Танцующей походкой она шла к ним, помахивая длинными худыми руками, загоревшими под средиземноморским солнцем. Изверившиеся жилистые женщины. Сама она мерзла, даже когда все окружающие обливались потом (аутотренинг не помогал: "Я — солнце, большое и теплое!"), женщина, любящая коньяки, сладкие вина и искрометных мужчин, женщина умеющая каждого из них разделять во времени и в пространстве, не сталкивая лбами по множеству причин, одной из них — любвиобилию. Слабость бедер она компенсировала большой выдумкой. Умела расслабляться в самых неожиданных местах, например на скамейке в темном парке или перед окном. До большего они не докатились.

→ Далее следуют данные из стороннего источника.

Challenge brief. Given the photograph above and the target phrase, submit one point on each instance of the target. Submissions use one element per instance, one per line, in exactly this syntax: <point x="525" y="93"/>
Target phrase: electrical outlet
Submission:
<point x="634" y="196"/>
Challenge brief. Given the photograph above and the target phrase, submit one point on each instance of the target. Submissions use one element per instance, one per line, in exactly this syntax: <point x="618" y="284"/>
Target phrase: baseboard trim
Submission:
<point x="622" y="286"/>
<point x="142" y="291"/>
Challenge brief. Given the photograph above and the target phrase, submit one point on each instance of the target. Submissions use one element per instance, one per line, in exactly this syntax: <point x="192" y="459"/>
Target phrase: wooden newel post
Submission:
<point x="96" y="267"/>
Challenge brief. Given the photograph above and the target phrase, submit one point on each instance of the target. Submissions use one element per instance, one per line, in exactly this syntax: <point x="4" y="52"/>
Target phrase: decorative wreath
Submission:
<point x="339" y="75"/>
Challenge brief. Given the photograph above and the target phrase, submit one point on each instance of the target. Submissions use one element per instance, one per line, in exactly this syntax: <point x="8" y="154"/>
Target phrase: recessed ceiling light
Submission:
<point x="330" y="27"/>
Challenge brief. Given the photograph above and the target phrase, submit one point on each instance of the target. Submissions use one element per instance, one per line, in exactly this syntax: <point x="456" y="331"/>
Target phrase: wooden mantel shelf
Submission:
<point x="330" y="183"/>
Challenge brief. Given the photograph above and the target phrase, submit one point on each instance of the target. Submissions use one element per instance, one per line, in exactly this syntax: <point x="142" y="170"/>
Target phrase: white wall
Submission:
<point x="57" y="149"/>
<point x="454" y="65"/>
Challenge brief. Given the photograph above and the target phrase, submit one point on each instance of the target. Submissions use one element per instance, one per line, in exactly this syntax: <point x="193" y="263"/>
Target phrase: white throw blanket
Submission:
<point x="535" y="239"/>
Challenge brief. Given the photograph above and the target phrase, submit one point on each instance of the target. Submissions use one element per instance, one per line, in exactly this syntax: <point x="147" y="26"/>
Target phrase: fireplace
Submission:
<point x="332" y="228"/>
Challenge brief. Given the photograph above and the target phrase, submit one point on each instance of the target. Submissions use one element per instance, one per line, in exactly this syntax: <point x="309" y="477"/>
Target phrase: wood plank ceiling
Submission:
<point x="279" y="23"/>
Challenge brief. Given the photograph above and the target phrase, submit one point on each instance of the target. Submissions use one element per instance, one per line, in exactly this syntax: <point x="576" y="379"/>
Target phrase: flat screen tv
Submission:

— Мы заметили вас еще с пристани, ага? — весело сообщила и сразу задавая беседе светский тон. — Ах, как здорово, — она мельком взглянула на берег, как бы приглашая оглянуться на прошлое, — искала тебя, искала... Теперь ты не сбежишь, ага? — Между ними всегда проскакивало нечто такое, что неизменно удивляло его.